Miva Open University
- Type: Online Private
- Established: 2023; 3 years ago
- Chancellor: Sim Shagaya
- Vice-Chancellor: Prof. Tayo Arulogun
- Location: Abuja, Nigeria
- Website: miva.edu.ng

= Miva Open University =

Online university

Miva Open University is a private online university in Nigeria that was established by uLesson in 2023, with its primary campus in Abuja.

==History==
Miva Open University was initially established on 10 March 2023 by The uLesson Group, a Nigeria edtech company operating in four other West African countries. On 15 May 2023, Miva received its license from the NUC, and the university became a registered entity of the National Universities Commission, as a springboard for distance learning in Nigeria. On 25 May 2023, the university began admission and offered eight disciplines from two faculties.

The university runs various courses under schools/faculties such as Computer Science, Cyber Security, Data Science, Software Engineering, Public Health, Nursing Science, Accounting, Economics, Entrepreneurship, Information Technology, Criminology & Security Studies, Mass Communication, Business Management, and Public Policy and Administration.

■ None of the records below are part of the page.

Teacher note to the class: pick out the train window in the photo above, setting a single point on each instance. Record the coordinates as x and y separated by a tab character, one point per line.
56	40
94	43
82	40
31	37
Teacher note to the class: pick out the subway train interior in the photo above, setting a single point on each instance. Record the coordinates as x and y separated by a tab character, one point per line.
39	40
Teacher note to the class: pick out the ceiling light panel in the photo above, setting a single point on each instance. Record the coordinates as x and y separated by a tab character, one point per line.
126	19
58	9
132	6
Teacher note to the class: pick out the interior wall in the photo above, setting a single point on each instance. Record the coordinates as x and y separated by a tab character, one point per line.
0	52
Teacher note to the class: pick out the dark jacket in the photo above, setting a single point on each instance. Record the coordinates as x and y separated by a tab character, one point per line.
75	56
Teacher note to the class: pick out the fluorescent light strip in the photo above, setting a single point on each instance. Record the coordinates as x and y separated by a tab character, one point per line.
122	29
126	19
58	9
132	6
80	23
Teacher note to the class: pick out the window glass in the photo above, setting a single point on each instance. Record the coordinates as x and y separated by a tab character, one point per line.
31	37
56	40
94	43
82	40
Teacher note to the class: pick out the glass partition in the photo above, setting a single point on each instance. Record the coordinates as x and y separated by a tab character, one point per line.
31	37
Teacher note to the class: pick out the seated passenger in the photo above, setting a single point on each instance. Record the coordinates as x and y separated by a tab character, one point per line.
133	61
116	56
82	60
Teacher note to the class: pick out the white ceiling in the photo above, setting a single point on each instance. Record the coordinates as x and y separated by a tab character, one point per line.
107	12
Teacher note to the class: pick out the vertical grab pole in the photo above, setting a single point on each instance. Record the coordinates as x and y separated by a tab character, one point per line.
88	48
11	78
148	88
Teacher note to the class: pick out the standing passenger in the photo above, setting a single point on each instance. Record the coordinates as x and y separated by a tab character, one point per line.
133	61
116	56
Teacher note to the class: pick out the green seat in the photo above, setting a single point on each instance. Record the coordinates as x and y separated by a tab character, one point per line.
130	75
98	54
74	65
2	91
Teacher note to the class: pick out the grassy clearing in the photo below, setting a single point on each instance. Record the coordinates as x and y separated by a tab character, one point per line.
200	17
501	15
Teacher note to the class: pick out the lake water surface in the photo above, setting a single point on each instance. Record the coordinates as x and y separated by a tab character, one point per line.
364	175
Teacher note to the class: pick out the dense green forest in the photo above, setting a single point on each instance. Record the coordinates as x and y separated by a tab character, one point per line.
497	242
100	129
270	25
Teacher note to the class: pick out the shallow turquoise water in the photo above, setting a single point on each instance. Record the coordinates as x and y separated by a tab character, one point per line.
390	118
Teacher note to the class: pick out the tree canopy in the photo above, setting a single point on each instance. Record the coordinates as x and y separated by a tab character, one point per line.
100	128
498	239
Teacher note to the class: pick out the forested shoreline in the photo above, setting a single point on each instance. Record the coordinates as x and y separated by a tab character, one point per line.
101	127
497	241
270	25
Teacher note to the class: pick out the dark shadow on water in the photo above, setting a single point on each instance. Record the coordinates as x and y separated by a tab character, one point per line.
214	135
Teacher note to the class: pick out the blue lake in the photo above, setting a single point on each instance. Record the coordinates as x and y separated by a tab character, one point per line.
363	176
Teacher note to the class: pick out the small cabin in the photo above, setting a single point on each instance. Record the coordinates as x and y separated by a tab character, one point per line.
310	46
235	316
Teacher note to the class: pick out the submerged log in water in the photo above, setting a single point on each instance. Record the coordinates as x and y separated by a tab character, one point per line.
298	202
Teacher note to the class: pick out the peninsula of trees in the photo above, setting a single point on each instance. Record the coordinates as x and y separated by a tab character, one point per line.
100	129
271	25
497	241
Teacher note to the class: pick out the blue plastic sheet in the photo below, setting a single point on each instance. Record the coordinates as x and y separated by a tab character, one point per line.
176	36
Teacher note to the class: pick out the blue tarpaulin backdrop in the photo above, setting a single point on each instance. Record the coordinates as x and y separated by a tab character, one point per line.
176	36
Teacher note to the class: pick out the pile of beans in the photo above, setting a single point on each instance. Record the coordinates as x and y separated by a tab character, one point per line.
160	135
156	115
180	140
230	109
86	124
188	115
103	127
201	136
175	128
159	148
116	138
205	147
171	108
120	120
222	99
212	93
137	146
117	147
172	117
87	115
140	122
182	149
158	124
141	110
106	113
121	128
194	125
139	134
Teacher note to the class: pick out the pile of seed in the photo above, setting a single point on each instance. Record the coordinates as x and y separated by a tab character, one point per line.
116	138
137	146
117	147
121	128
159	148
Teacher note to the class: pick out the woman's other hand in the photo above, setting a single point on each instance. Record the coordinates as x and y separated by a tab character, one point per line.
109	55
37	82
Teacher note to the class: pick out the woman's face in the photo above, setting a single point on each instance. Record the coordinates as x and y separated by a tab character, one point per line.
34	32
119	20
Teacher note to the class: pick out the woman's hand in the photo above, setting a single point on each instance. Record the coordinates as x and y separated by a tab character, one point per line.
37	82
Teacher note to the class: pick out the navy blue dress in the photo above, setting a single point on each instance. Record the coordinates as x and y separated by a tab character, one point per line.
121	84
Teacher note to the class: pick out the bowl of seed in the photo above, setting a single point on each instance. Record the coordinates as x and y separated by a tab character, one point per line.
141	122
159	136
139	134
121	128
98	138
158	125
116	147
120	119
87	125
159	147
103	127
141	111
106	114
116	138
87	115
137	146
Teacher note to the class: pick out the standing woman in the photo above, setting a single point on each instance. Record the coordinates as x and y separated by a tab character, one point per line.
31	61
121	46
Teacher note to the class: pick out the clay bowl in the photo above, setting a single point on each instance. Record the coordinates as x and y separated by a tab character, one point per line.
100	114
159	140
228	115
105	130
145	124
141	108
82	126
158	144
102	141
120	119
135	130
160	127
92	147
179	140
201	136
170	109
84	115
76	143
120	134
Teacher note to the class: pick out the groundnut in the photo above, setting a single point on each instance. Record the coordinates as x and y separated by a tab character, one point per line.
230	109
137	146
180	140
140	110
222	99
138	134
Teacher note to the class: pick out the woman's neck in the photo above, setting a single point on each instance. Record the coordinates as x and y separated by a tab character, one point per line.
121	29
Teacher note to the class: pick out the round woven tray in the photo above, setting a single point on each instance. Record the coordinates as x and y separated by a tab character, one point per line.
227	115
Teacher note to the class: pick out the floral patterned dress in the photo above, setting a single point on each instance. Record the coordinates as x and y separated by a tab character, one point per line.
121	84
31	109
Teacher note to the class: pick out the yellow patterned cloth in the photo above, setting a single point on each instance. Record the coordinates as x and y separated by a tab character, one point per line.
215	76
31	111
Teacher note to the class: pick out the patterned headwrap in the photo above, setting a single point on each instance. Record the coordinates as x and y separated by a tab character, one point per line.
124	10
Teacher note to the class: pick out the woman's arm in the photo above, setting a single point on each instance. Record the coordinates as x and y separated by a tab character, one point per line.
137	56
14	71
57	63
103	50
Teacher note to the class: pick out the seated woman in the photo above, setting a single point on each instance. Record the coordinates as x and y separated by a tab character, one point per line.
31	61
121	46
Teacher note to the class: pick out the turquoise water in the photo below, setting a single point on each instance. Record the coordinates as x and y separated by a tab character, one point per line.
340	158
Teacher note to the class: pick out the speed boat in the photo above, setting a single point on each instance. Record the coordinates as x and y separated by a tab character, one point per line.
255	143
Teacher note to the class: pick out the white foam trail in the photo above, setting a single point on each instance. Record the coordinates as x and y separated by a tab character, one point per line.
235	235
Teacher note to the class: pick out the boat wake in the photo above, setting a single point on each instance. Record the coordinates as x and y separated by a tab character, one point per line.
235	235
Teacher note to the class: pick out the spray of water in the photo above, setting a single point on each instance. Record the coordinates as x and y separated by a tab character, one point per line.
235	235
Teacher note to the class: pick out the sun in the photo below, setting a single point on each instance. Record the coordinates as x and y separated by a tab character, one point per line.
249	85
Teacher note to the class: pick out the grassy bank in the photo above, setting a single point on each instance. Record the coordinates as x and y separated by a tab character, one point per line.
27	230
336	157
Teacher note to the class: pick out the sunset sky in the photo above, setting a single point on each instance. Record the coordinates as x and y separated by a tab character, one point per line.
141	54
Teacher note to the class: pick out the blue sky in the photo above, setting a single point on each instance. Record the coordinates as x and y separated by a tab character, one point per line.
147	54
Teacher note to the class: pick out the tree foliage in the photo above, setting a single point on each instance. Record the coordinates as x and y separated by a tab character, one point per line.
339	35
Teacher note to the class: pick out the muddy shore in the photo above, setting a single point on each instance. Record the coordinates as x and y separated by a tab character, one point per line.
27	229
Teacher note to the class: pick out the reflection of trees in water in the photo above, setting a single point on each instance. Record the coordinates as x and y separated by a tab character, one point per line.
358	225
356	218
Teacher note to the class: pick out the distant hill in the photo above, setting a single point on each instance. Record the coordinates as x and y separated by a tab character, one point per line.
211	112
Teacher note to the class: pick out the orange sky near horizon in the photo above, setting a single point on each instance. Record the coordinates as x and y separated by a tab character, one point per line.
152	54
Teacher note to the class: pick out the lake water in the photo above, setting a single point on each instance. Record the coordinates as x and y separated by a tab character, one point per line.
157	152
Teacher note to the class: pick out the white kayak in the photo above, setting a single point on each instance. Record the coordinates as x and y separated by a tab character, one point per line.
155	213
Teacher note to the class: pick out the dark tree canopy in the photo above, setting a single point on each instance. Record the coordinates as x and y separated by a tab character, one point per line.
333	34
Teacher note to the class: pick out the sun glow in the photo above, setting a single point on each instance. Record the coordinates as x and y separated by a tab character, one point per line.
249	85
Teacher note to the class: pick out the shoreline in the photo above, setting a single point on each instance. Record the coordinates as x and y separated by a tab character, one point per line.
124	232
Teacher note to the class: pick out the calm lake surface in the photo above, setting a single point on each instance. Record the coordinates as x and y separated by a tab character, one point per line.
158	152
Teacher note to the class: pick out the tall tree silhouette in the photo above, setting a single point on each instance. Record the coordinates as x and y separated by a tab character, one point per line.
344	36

Miva also launched its Master of Business Administration (MBA) programme on the 2nd of April, 2024 and its Master of Public Administration on the 7th of October 2024.
On the 7th of February 2025, the National Universities Commission (NUC) approved two new postgraduate programmes - Master of Public Health (MPH) and Master of Information Technology (MIT) to be offered by Miva Open University from the 2024/2025 academic session.

In April, 2026, Miva Open University received full accreditation from the National Universities Commission (NUC) for twelve of its programmes. Miva Open University also expanded its academic offerings with the introduction of new undergraduate and postgraduate programmes.

The new undergraduate programmes include Artificial Intelligence, Community Health Science, Environmental Health Science, Early Childhood Education, and Primary Education.

The new postgraduate programmes include Master of Criminology and Security Management, Master of Supply Chain Management, Master of International and Sustainable Development, and the Doctor of Business Administration.